These results are part of Confusion Matrix. In our case we have implemented Confusion Matrices for each of the implemented algorithm to visualize the correct predicted information provided in our proposed dataset. There are four numbers of information is provided in Confusion Matrix and these are:

  • True Negative or TN: An occurrence is called TN if the prediction is negative for the negative case provided from the dataset.
  • True Positive or TP: TP defines when the case and prediction both are positive.
  • False Positive of FP: Sometimes the provided case is positive but the implemented model negatively predicted them. This case is raised in this scope.
  • False Negative or FN: Finally when the case provided is negative but the model predicted that it is a positive one that means a positive prediction is provided here by the implemented models.

 

Based on the above mentioned members of the Confusion Matrix the classification matrices are generated. Like the precision is defined by,

Precision = True Positive / (True Positive + False Positive)

That means the ratio of True Positive and the summation of True Positive and False Positive are defined as Precision.

Again another matrix i.e. recall is the known as the ability of the implemented model to recognise all the positive instances. It is defined as the following way,

Recall = True Positive / (True Positive + False Negative)

That means the ratio of True Positive and the summation of True Positive and False Negative are defined as Recall.

Another matrix that is f1-score is the mean of recall and precision. It can be defined as the following way:

F1-Score = 2*(Precision * Recall) / (Precision + Recall)

It can be assumed that if the f1-score is 1 then best prediction score is generated by the implemented model whereas the worst prediction score of the model is defined when the f1- score is 0.

After the implementation of K-Nearest Neighbour algorithm we will print the classification report so that we can get to know that how much accuracy is provided by the trained KNN model in this scope of work.
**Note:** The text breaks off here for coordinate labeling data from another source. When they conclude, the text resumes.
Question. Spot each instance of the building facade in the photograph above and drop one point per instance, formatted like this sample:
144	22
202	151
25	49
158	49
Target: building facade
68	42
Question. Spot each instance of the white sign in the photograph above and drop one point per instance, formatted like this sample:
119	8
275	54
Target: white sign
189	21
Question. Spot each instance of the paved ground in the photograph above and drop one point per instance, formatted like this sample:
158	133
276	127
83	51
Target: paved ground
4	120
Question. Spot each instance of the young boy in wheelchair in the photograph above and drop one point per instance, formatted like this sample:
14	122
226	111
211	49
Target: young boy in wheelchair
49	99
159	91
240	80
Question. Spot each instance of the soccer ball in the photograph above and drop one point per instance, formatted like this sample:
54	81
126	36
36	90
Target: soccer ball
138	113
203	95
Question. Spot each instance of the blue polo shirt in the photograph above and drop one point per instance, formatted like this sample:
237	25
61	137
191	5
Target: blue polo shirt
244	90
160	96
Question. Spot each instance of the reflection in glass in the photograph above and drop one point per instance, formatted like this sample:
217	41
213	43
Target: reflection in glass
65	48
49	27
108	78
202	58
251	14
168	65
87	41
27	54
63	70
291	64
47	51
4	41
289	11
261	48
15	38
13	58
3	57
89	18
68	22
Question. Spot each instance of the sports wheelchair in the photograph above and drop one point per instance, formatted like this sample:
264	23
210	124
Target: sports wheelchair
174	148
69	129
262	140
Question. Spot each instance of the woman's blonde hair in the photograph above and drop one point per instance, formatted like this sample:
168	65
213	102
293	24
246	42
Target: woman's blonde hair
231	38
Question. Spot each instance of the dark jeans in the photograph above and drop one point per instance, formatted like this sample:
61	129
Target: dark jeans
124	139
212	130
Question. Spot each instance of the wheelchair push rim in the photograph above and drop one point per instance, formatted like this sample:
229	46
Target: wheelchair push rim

After the implementation of trained KNN machine learning model over test dataset it is resulted 50% as the accuracy score for this scope of work. For the investigation of the classification report we have also implemented Confusion Matrix where the predictions are graphically implemented so that the result can be easier to understand. Here we have found that the True Positive value is 2, True Negative value is 3, False Positive value is 1 and False Negative value is 4.

After the implementation of K-Nearest Neighbour algorithm approach we have now implemented Random Forest modelling approach to find out the classification report so that we can get to know that how much accuracy is provided by the trained Random Forest model in this scope of work.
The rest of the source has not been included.